Game-invariant Features Through Contrastive and Domain-adversarial Learning
Dylan Kline
TL;DR
The paper tackles the problem of foundational game image encoders overfitting to visual styles by learning game-invariant representations. It proposes a hybrid objective that combines contrastive learning with domain-adversarial training via a Gradient Reversal Layer, aiming to preserve content while removing game identity cues. On the Bingsu Gameplay Images dataset, the method reduces game-based clustering in the embedding space after only a few epochs, with the domain classifier’s accuracy dropping toward chance, indicating successful invariance. This approach promises improved cross-game transfer and paves the way for universal game vision models that require little to no retraining for unseen titles, with potential applications such as glitch detection across diverse games.

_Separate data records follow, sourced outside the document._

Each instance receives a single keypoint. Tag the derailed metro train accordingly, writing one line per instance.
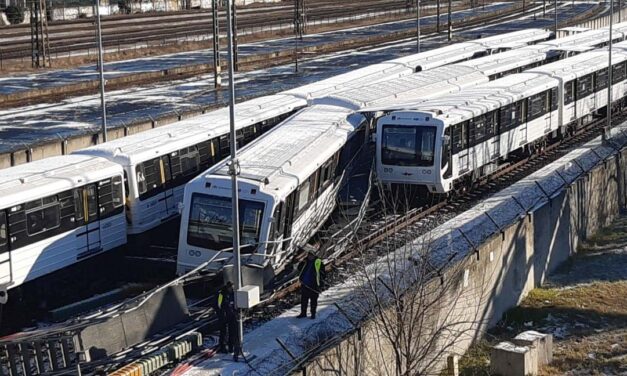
(450, 142)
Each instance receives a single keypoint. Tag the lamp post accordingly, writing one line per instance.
(450, 21)
(101, 72)
(418, 23)
(555, 11)
(609, 76)
(234, 171)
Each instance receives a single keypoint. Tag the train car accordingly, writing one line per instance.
(411, 90)
(56, 212)
(158, 163)
(288, 183)
(451, 141)
(427, 60)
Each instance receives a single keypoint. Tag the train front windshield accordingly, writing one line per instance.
(210, 222)
(408, 145)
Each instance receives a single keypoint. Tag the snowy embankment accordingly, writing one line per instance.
(447, 244)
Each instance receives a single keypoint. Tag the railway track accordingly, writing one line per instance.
(374, 237)
(74, 37)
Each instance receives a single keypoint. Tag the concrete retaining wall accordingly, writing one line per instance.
(508, 246)
(111, 7)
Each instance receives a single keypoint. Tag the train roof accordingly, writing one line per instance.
(583, 64)
(407, 65)
(152, 143)
(418, 86)
(469, 103)
(281, 159)
(52, 175)
(466, 50)
(590, 37)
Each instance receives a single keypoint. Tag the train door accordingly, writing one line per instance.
(5, 255)
(170, 205)
(288, 207)
(86, 218)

The authors validate their two-stage training pipeline, showing initial alignment of features to game identity and subsequent invariance while maintaining discriminative content structure through a SimCLR-style objective.
Abstract
Foundational game-image encoders often overfit to game-specific visual styles, undermining performance on downstream tasks when applied to new games. We present a method that combines contrastive learning and domain-adversarial training to learn game-invariant visual features. By simultaneously encouraging similar content to cluster and discouraging game-specific cues via an adversarial domain classifier, our approach produces embeddings that generalize across diverse games. Experiments on the Bingsu game-image dataset (10,000 screenshots from 10 games) demonstrate that after only a few training epochs, our model's features no longer cluster by game, indicating successful invariance and potential for improved cross-game transfer (e.g., glitch detection) with minimal fine-tuning. This capability paves the way for more generalizable game vision models that require little to no retraining on new games.